Cuando te mencionan monasterio, piensas en lugares cerrados con
cantos gregorianos y procesiones de monjes recitando letanías y oraciones.
Cuando te dicen monasterio, con frecuencia, olvidas todo lo que lo acompaña. En
España hubo un tiempo en que se instalaron muchas de estas instituciones pertenecientes a la orden del
cister. Unas características definían estos complejos: lugares apartados, agua
abundante, posibilidad de autosuficiencia (autarquia), claustro y por supuesto iglesia. El monasterio
de Piedra se halla cerca de Calatayud, provincia de Zaragoza, en un hermoso
valle por donde discurre el rio Piedra
del que toma el nombre.
Cuando llegamos pudimos
comprobar que lo importante es el lugar, ya que el complejo está en ruinas y
solo restaurado en parte para alojar un hotel y un pequeño museo. La zona es
parque natural y está surcada por los brazos de agua del rio Piedra que forman
diversas cascadas, saltos de agua y lagos. La vegetación recibe como una bendición
esta humedad como maná que se posa en sus hojas. La piedra calcárea toma mil
formas bajo la acción del agua. En el lecho de los riachuelos, la perfección de
la esfera se logra por la simple y continuada caricia del agua sobre las
piedras. Un pequeño valle recibe en sus prados de césped los saltos de agua y
forma cursos de agua entre chopos, plátanos inmensos y castaños centenarios. Un
camino traza el itinerario del parque. Si lo sigues, te llevará a descender por
un empinado túnel de escalones pétreos que penetrando en el interior de la
montaña te conduce justo tras el mayor de los saltos de agua. Desembocas en una
gran bóveda con el ensordecedor ruido del agua cayendo desde 40 metros y la
humedad goteando del techo rocoso como si lloviera. En la penumbra, el frio te
sorprende mientras fuera la temperatura no baja de 40. Las rocas del interior
tienen el verde del musgo que las cubre
y el suelo resbaladizo dificulta adentrase en sus profundidades.
¡Que explosión de energía produce
el agua al chocar contra el suelo! Como la puedes sentir flotando en
el aire, llenando la cueva. Mojado y frio, no puedes evitar cerrar los ojos,
entregarte y dejar que los demás sentidos participen de la fiesta y llenarte de
ese aire que es vida en estado puro. En los lagos hay piscifactoría de truchas.

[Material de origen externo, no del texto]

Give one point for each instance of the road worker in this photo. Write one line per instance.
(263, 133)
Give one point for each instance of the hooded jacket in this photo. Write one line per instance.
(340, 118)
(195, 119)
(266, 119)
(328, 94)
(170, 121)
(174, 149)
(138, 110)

Innumerables aves y pequeños mamíferos tienen también ellos aquí su santuario.
Este parque rebosa vida.
Apenas a cinco kilómetros de aquí se encuentran
las hoces del rio Mesa. La gente acude al rio a bañarse en los pequeños recodos
que se forman protegidos por la vegetación. También está la ermita de la Virgen
de Jaraba encaramada a lomos de los riscos de una garganta entre montañas. El ambiente tiene algo que muy pocas veces he
experimentado. Hay que pararse a escuchar el silencio. El silencio es una
realidad tangible, no un lugar donde no hay sonido, sino que el sonido que hay
es el del silencio. Posee una grandiosidad inimaginable y es un espectáculo
para el oído. El silencio tiene dimensión y llena todo el espacio hasta los
escarpados de la pared que cierra la garganta donde está el santuario. En el
cielo solo se alcanza a ver alguna rapaz planeando majestuosa a la espera de
presas. En esas escarpadas paredes anida algún buitre y alimoche. Nada más
interrumpe una quietud total que un sol de justicia, que la hace más dramática
si cabe. También aquí cierras los ojos y les das una oportunidad a los demás
sentidos. Estamos tan sumergidos en una sociedad de imágenes, que cerrar los
ojos es entrar en otro mundo y experimentar otras cosas. Cerrando las puertas a
las imágenes, toda la atención y la
actividad cerebral se desplazan y puedes conocer desde otro ángulo lo que nos
rodea. Cerrando los ojos, percibes un mundo que te es extraño o ajeno y al
mismo tiempo, el acto de cerrar los ojos te reconecta a este mundo. Vuelves a
sentirte parte de él. Son momentos irrepetibles; momentos mágicos.